A half-dozen French lawmakers and several government ministers have been infected. Sunday’s elections in France, for mayors and city councils, have been regarded as a critical referendum on Mr. Macron’s reformist government, though turnout is expected to be low, with the public’s mind elsewhere.
Beyond the elections, France has yet another coronavirus problem to tackle: a cruise ship headed its way.
An Italian couple tested positive for the coronavirus in San Juan, Puerto Rico, late on Friday after they disembarked from the cruise ship. Costa Cruises, an Italian subsidiary of Miami-based Carnival Corp., says the ship is now heading to Marseilles, France.
But the closing of restaurants and cafes in France, major elements of the country’s symbolic heart, is certain to bring the crisis home to the average French person in a way that nothing has so far. Even the closing of museums and major tourist attractions, announced Friday, don’t compare.
Commentators on French television Saturday night noted that even during the German occupation, bars and restaurants stayed open.
On Saturday night, a Paris reveler, Clémence Jamult, a 39-year-old history teacher, said the closures meant “the end of a very French way of life.”
“It’s a special moment,” she added. Others said it was inevitable.

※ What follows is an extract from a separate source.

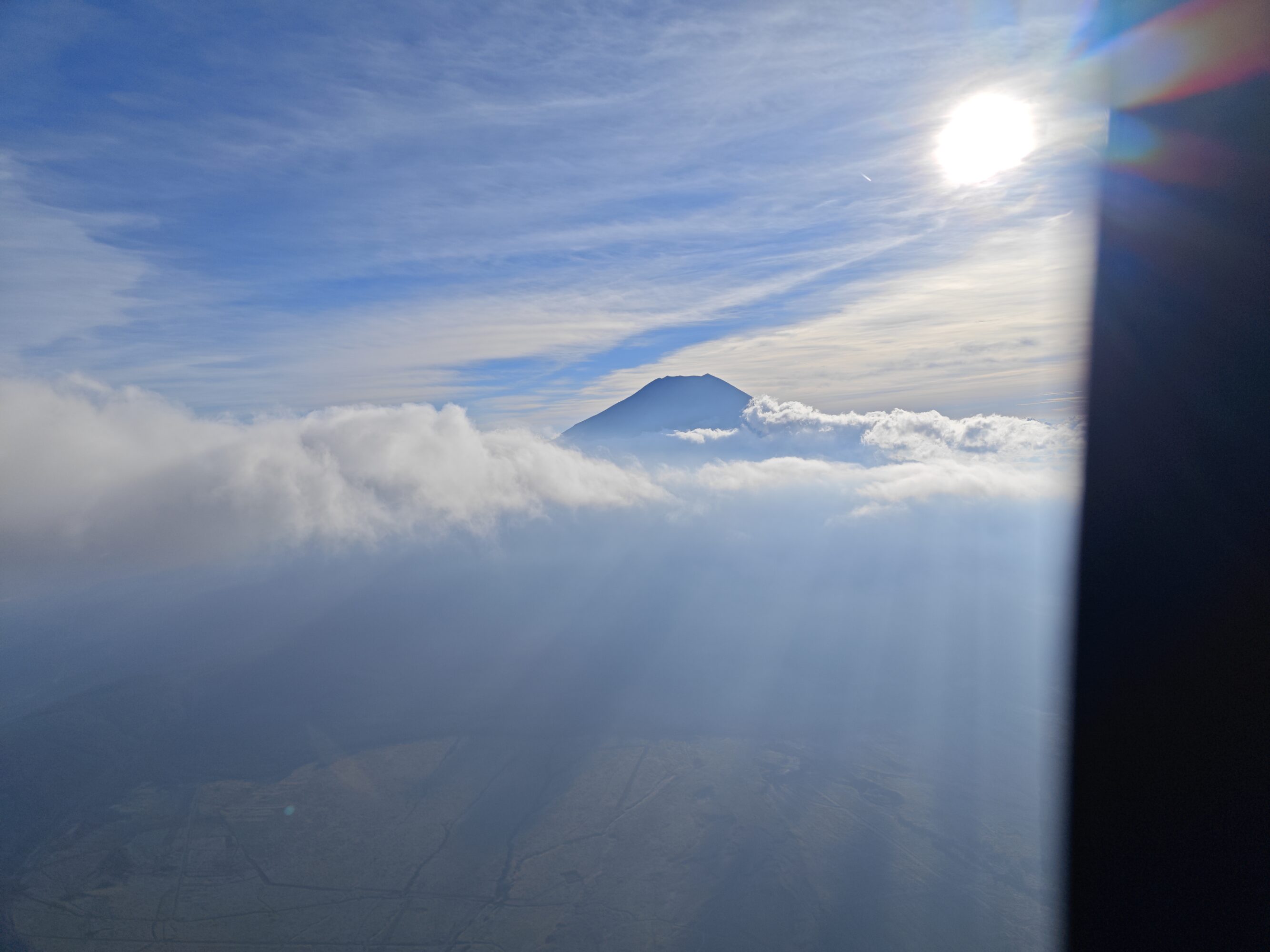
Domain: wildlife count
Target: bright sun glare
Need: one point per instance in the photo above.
(986, 135)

“It’s a little sad to come to this, but it’s a necessary decision,” said Ms. Noaillon, the bartender, adding that French people were barely respecting the rules of “social distancing” urged on them by the government earlier in the week.
Adam Nossiter reported from Paris, and Raphael Minder and Elian Peltier reported from Madrid. Benjamin Mueller contributed reporting from in London, and Constant Meheut and Aurelien Breeden from Paris and Zolan Kanno-Youngs from Washington D.C.